Our women are converging on Crawford. They will not be violent, they will not instigate violence. They are not national security threats today and they will not be so on Thursday. If on Thursday authorities try to transform Cindy from grieving mother to dangerous crone as society has done so often in the past when women drew lines around issues saying, "here but no further" -- well, we can hope it will just fizzle out and everyone will be released with no harm done. But if the authorities push it, we may find that women's sentiments and networks make up the fabric of culture and all hell will break loose when this administration finally discovers that parts of our society exist beyond the realm of political reach. One of two things can happen as I see it when someone tugs at the very warp of societal fabric, hell will break loose as our culture, which reflects the deepest beliefs about our sovereign state, consumes the threat to that fabric rips out the last few rows of weaving and continues the original pattern, again -- or after this skirmish we may find that the fabric of our society has taken on a wholly new pattern.

We may almost be at the point where we are noticing that the threat to our most sacred institutions isn't women protesting but rather the administration who would destroy our institutions to further their own agenda. It sure seems that way to me as the coverage of this issue of women against the war is taking hold. The Grannies story swept over the world like wildfire. And it certainly seems like Cindy's lone vigil is becoming a larger phenomenon. Sherry just told me that three local TV stations and one radio station are coming to film or report when she and Rebecca take off from Phoenix. And people from Military Families Speak Out called her to tell her that CNN was trying to get a crew there to cover their departure.
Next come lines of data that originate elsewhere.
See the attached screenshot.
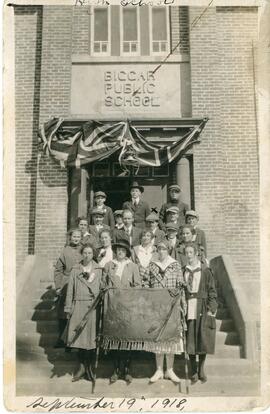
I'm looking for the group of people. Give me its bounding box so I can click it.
[55,182,217,384]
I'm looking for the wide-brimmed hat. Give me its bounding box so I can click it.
[113,210,123,216]
[94,191,107,198]
[112,239,131,257]
[169,184,182,193]
[91,208,105,216]
[130,181,144,193]
[145,213,159,221]
[186,210,199,219]
[166,206,179,213]
[165,223,179,232]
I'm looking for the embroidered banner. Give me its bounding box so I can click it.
[103,288,184,354]
[39,118,208,169]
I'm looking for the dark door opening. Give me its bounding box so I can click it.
[88,177,130,211]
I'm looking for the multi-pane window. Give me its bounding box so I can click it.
[150,7,169,54]
[121,7,140,55]
[91,7,110,55]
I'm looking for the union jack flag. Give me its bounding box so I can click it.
[39,118,208,168]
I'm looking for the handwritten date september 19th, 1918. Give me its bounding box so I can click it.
[26,396,187,412]
[75,0,175,7]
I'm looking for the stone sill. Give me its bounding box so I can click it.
[72,54,189,65]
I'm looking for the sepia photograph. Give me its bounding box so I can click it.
[3,0,270,412]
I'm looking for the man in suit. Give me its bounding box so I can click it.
[113,209,142,247]
[159,184,189,231]
[89,208,111,247]
[186,210,207,257]
[123,181,150,229]
[146,212,165,246]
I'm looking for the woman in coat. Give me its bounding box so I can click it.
[65,244,101,382]
[149,240,186,383]
[88,191,115,230]
[96,230,113,269]
[54,229,82,348]
[184,243,217,384]
[102,239,141,384]
[132,230,157,287]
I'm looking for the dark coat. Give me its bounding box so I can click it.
[54,245,82,319]
[122,200,151,229]
[154,229,165,246]
[89,224,111,248]
[102,261,141,289]
[64,262,101,349]
[81,233,98,249]
[195,227,207,257]
[186,265,218,354]
[159,201,189,231]
[113,226,142,247]
[88,204,115,230]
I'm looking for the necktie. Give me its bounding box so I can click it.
[187,267,201,292]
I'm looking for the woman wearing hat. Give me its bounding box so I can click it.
[89,208,110,246]
[159,184,189,231]
[186,210,207,257]
[144,240,186,383]
[184,243,218,384]
[123,181,150,229]
[102,240,141,383]
[146,212,165,246]
[132,230,156,287]
[64,244,101,381]
[89,191,114,230]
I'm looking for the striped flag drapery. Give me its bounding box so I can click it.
[39,118,207,169]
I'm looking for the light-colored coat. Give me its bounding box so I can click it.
[102,261,141,289]
[54,245,82,319]
[122,199,150,229]
[64,262,101,349]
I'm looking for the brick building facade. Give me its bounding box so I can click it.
[14,6,259,294]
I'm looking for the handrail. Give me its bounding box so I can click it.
[210,255,259,360]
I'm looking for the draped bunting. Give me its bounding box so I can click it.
[39,118,208,169]
[102,288,184,353]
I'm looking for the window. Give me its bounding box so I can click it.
[91,7,111,55]
[150,7,169,54]
[120,7,140,55]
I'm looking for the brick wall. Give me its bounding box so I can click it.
[35,5,73,259]
[190,7,259,282]
[14,6,42,268]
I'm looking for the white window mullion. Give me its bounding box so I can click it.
[91,6,111,56]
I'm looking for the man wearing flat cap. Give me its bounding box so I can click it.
[88,191,115,230]
[159,184,189,231]
[145,212,165,246]
[123,181,150,229]
[186,210,207,256]
[89,208,110,246]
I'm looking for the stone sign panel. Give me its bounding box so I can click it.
[71,63,181,117]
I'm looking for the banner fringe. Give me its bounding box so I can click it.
[102,336,184,354]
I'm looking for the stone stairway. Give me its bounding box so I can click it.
[16,280,259,397]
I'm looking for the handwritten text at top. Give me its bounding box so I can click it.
[75,0,175,7]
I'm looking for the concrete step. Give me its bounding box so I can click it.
[16,370,259,398]
[216,331,240,348]
[16,319,58,334]
[216,319,235,332]
[27,308,57,321]
[16,331,58,349]
[17,352,258,378]
[216,308,231,319]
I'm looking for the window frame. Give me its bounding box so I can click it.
[149,6,171,56]
[90,6,111,56]
[120,6,141,56]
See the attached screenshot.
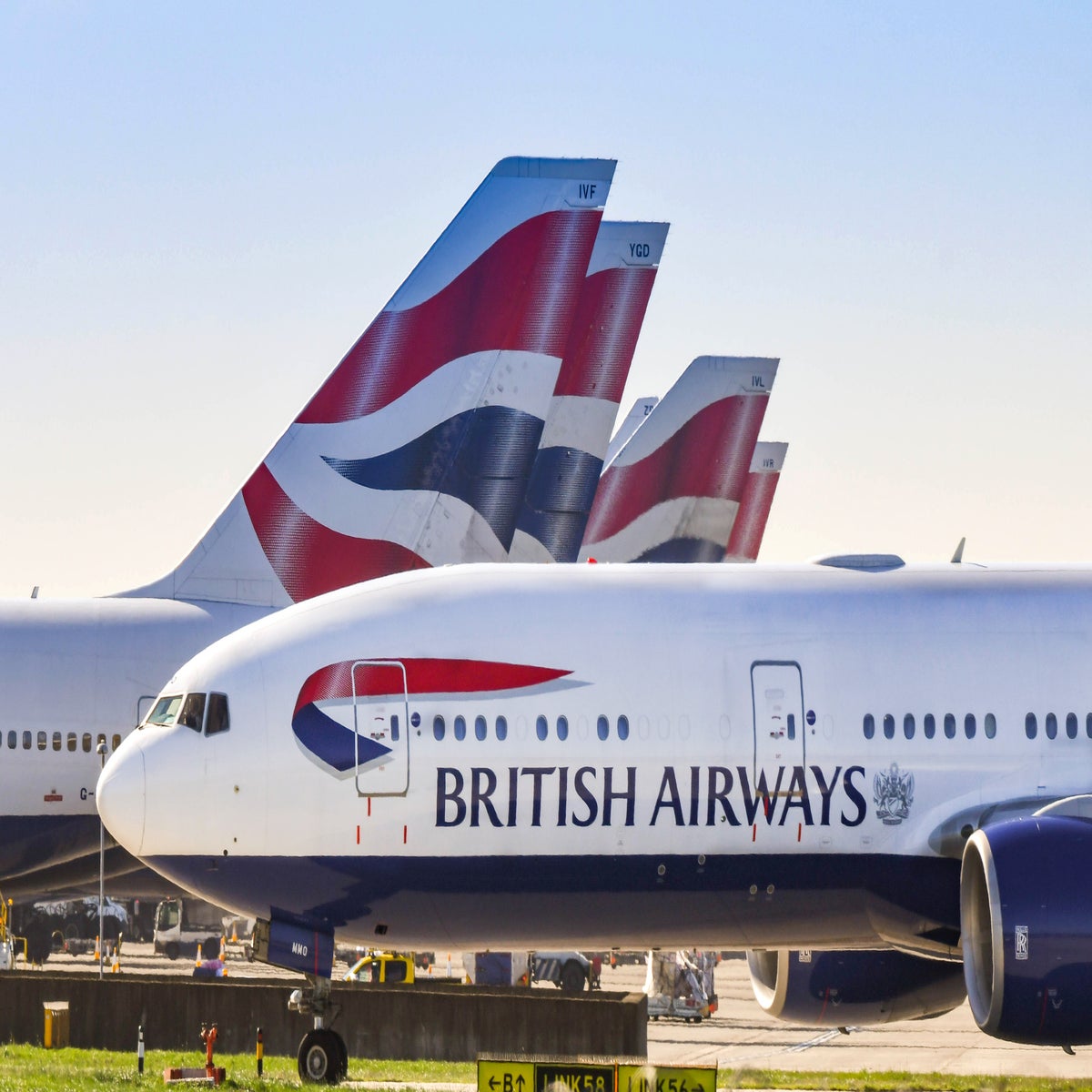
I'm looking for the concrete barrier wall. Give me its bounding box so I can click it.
[0,972,648,1061]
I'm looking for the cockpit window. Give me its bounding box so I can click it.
[178,693,206,732]
[144,693,182,724]
[205,693,231,736]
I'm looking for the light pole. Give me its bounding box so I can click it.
[95,739,106,978]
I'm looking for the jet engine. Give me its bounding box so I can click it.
[960,816,1092,1047]
[747,949,966,1027]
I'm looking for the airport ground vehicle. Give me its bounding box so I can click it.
[345,952,415,986]
[463,951,602,994]
[644,950,716,1023]
[152,899,224,959]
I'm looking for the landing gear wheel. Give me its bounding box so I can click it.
[296,1027,349,1085]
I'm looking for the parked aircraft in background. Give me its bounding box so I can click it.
[724,440,788,561]
[509,223,667,561]
[98,555,1092,1078]
[580,356,779,561]
[0,158,615,895]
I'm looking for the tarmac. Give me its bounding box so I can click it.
[25,944,1092,1078]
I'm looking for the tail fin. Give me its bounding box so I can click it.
[126,158,615,606]
[509,223,668,561]
[602,394,660,470]
[724,442,788,561]
[580,356,777,561]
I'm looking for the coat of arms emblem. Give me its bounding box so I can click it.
[873,763,914,826]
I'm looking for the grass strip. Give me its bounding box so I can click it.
[0,1043,1090,1092]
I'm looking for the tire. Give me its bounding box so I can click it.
[296,1027,344,1085]
[558,959,588,994]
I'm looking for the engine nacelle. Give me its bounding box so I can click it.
[747,949,966,1027]
[960,814,1092,1046]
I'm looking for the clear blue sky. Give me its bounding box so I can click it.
[0,0,1092,595]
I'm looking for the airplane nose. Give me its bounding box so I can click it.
[95,741,146,857]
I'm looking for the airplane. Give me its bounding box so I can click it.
[724,440,788,561]
[509,222,668,562]
[98,553,1092,1077]
[0,151,615,895]
[579,356,779,562]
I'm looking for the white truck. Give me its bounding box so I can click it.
[152,899,234,959]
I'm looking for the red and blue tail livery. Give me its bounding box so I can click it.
[580,356,777,562]
[127,158,615,607]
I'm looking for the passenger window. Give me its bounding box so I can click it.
[206,693,231,736]
[178,693,206,732]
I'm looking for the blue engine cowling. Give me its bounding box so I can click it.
[960,814,1092,1046]
[747,949,966,1027]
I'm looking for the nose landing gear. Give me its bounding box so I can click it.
[288,974,349,1085]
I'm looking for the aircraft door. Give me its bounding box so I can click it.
[752,661,804,776]
[353,660,410,796]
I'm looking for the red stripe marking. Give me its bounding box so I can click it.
[296,208,602,424]
[584,394,769,545]
[291,657,572,716]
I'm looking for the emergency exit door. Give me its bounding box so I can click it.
[752,661,804,776]
[353,660,410,796]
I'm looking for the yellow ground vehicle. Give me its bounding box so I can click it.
[345,952,414,985]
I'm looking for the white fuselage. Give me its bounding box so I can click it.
[99,566,1092,954]
[0,599,268,895]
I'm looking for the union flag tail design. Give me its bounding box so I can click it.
[580,356,777,561]
[724,442,788,561]
[127,158,615,607]
[509,222,668,561]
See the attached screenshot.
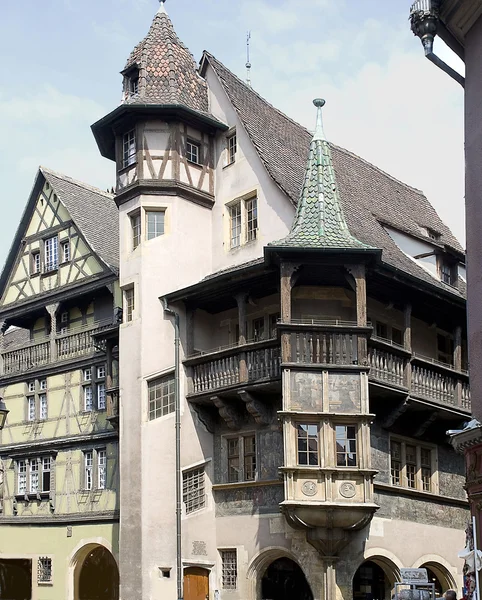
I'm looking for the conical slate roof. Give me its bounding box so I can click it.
[123,3,209,113]
[269,99,371,250]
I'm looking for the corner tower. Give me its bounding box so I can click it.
[92,3,227,600]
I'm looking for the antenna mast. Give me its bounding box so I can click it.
[246,31,251,87]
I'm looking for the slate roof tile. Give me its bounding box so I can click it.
[203,52,465,296]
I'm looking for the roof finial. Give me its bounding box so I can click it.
[313,98,326,140]
[246,31,251,87]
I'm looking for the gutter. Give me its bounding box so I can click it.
[160,298,183,600]
[410,0,465,87]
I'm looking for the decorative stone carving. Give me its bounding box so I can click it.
[301,481,318,496]
[340,481,356,498]
[238,390,273,425]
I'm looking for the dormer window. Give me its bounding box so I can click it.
[438,256,458,285]
[186,140,201,165]
[122,129,137,168]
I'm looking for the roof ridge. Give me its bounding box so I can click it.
[204,50,426,198]
[39,165,114,200]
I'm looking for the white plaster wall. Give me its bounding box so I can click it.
[206,67,294,272]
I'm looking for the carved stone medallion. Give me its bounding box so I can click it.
[301,481,318,496]
[340,481,356,498]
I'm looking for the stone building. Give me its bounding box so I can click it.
[0,168,121,600]
[86,4,470,600]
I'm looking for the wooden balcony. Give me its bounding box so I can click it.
[368,338,470,412]
[184,339,281,394]
[0,319,112,377]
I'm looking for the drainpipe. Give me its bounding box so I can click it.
[410,0,465,87]
[162,298,183,600]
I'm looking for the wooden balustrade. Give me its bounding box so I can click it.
[2,321,112,375]
[3,340,50,375]
[368,346,406,386]
[289,331,358,365]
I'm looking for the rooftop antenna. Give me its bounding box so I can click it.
[246,31,251,87]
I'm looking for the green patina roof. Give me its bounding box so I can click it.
[269,99,371,249]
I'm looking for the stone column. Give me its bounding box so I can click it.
[236,292,248,382]
[45,302,59,362]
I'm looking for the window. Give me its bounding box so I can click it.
[335,425,357,467]
[26,379,48,421]
[228,195,258,248]
[83,448,107,491]
[122,129,136,168]
[37,556,52,583]
[148,375,174,421]
[246,198,258,242]
[97,450,107,490]
[227,434,256,483]
[253,317,264,342]
[229,202,241,248]
[146,210,164,240]
[221,550,238,590]
[182,467,206,514]
[84,385,94,411]
[437,333,454,365]
[16,456,52,495]
[227,134,237,165]
[186,140,201,165]
[390,439,435,492]
[84,452,94,490]
[130,213,141,250]
[30,252,40,275]
[124,288,134,322]
[44,236,59,271]
[296,423,319,465]
[61,241,70,262]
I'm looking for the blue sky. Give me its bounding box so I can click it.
[0,0,464,264]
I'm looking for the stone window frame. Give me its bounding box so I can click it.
[80,363,107,413]
[221,430,259,483]
[388,434,439,494]
[37,556,54,586]
[24,377,49,423]
[225,190,259,250]
[182,464,207,515]
[218,547,239,590]
[80,446,109,492]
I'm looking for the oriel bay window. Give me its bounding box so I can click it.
[335,425,357,467]
[296,423,320,466]
[15,456,53,496]
[226,433,257,483]
[390,438,436,493]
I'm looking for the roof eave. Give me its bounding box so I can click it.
[91,103,229,160]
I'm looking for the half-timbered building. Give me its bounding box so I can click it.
[87,4,470,600]
[0,168,121,600]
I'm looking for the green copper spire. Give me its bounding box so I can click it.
[270,98,370,249]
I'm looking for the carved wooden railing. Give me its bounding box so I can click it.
[0,319,112,375]
[2,340,50,375]
[368,339,470,411]
[184,340,281,394]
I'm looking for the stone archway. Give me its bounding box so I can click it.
[247,546,321,600]
[72,543,119,600]
[352,555,400,600]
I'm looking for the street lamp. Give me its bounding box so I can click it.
[0,396,10,430]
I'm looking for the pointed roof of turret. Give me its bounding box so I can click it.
[270,98,372,250]
[122,2,209,113]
I'm by no means certain what all this means, but I do know there has been a sea change. We've been doing "this kind of stuff" for years, and have found it impossible to get any media coverage. Now they are beating on doors wanting to film and interview -- and the Arizona Ladies (as they are picking up Paula in Tucson and truly representing the state and not just one metropolitan area) are just a side story. There seems to be fresh air coming in on a new breeze. But we will have to wait and see what Thursday brings. I will post again later today when I get an on the road update from Sherry.